Tuesday, December 29, 2009

Predicament

Did you ever see a dress look terrific on the model, thought it would be terrific on you and bought it without trying it on?

I did. Many times. And it looks awful on me. I regret it every single time for every single dress I bought without actually knowing whether it fits me!

I did that again, it is not dress this time, but a job, a task comes with responsibility. It is not that I am inadequate for the job, but that it is a time-consuming job. It is always urgent but not important, trivial matters only, you barely can learn things from it. Simply put, not beneficial, not to me at least.

In a very large percent of time in our lives, we are dealing with urgent but not important matters. Like a ringing phone, an unanswered doorbell. These are not important, but urgent, they keep bugging you til you answer them. It is the same with the job I am taking. You have to be there to respond to it whenever, wherever.

The problem with me is that I like to separate my personal life from work. Once I am off work, I am done with work. I don`t want to be bothered, be involved in anything. At least not now, not at night during my off work hours.

But the problem with this job is that it invades my private time, forces me to give up part of my personal life. I would be like a on-call doctor. I have to be dedicated to this fucking thing unconditionally.
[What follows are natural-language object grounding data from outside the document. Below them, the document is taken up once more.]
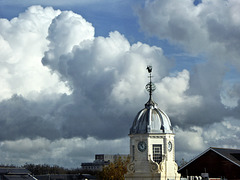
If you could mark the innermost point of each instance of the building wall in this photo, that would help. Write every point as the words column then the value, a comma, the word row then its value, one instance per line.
column 213, row 164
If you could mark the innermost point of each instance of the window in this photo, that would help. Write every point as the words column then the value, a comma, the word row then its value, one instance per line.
column 157, row 153
column 133, row 153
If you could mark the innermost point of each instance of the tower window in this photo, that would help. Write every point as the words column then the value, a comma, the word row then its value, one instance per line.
column 157, row 153
column 133, row 152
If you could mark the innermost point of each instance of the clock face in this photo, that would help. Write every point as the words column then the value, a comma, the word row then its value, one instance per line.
column 142, row 146
column 169, row 146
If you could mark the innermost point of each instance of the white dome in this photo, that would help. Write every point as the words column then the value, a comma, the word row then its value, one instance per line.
column 151, row 120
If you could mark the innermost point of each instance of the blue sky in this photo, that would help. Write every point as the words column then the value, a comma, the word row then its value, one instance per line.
column 73, row 75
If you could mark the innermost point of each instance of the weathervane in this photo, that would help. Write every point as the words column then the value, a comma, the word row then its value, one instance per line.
column 150, row 87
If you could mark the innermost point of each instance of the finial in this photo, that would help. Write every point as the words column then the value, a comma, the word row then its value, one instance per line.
column 150, row 86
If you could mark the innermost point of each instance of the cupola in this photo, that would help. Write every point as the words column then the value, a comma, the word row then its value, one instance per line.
column 151, row 119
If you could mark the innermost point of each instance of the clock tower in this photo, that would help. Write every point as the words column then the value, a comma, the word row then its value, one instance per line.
column 152, row 147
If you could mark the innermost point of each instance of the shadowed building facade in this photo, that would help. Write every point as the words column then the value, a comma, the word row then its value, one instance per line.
column 152, row 146
column 216, row 163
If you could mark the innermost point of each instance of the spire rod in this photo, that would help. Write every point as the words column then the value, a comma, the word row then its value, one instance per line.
column 150, row 87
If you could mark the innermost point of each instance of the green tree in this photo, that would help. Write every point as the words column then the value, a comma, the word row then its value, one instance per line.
column 115, row 170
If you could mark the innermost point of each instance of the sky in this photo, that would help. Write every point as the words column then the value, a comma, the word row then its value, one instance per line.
column 73, row 76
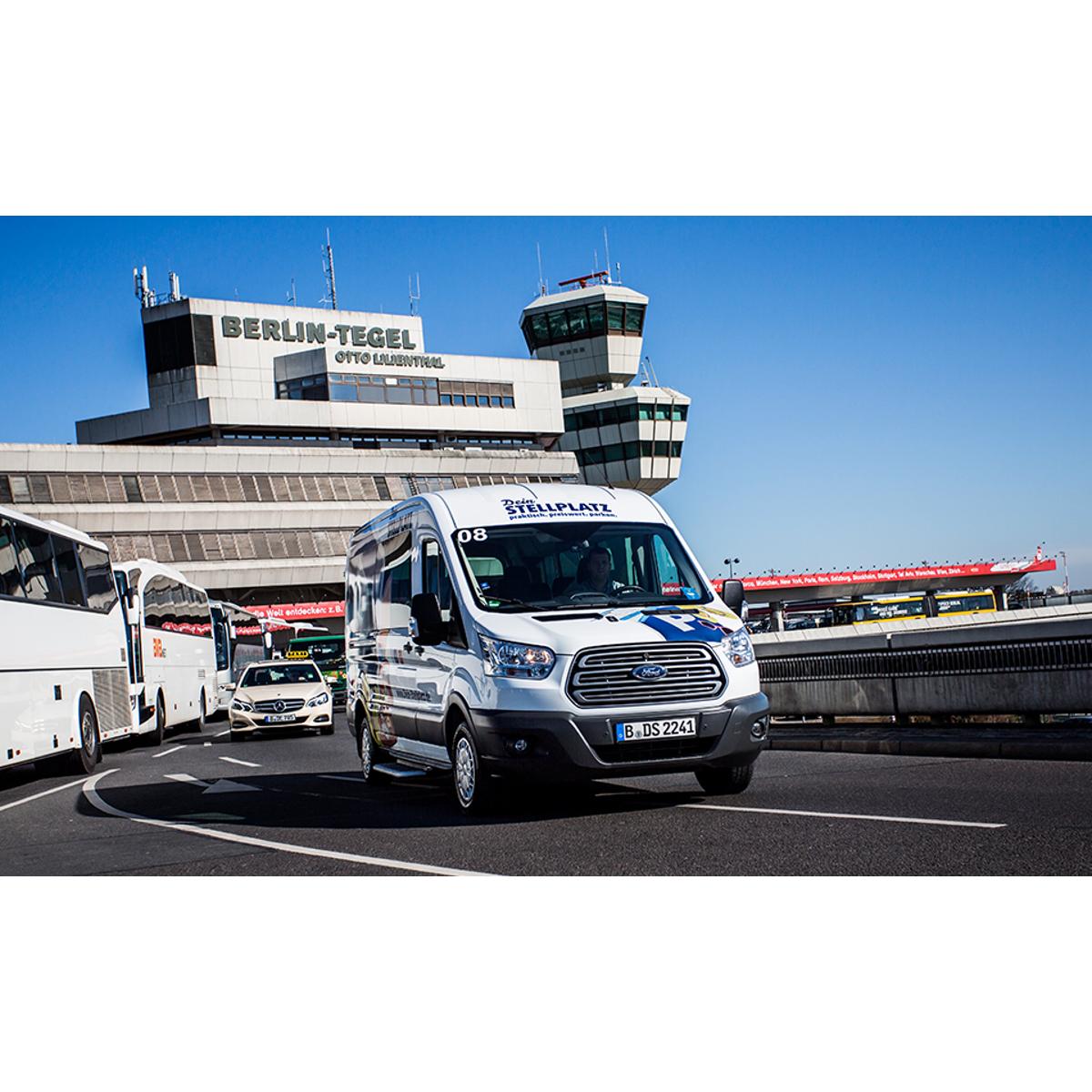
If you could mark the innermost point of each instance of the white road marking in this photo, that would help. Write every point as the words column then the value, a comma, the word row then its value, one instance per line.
column 847, row 814
column 37, row 796
column 189, row 779
column 91, row 793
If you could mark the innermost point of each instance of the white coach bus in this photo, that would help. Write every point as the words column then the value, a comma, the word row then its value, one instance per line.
column 64, row 682
column 173, row 654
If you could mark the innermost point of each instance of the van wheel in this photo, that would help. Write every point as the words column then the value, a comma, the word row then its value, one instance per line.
column 725, row 782
column 86, row 757
column 156, row 737
column 369, row 754
column 473, row 786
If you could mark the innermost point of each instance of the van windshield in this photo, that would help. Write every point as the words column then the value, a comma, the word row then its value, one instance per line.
column 560, row 566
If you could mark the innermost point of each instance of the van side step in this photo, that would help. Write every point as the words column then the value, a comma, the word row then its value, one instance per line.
column 393, row 770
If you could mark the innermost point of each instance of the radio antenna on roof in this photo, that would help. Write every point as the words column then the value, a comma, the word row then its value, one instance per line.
column 328, row 268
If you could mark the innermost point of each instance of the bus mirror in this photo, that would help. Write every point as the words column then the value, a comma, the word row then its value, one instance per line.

Everything is a tradeoff! The positive side of this job is it can promise you a fulfilling life which is be busy all the time. Some people like that, I do too. Keep busy like a bee can stop you from feeling fucking emptiness or nothingness of your life, which is a good thing because some people don`t know what they should do if they stop working and afraid to lose the purposes of life which they misperceive it as work and which they have lost long time ago.

I don`t want to be one of them. Since I am young, I am capable and willing, I would like to do something good, something extraordinary, something amazing. So to me, time is everything, time is life. That`s why I don`t want to give up my time for a job that can`t get me nothing, take me nowhere!

Having said all these, still, I haven`t decided yet! So, please, call me a coward!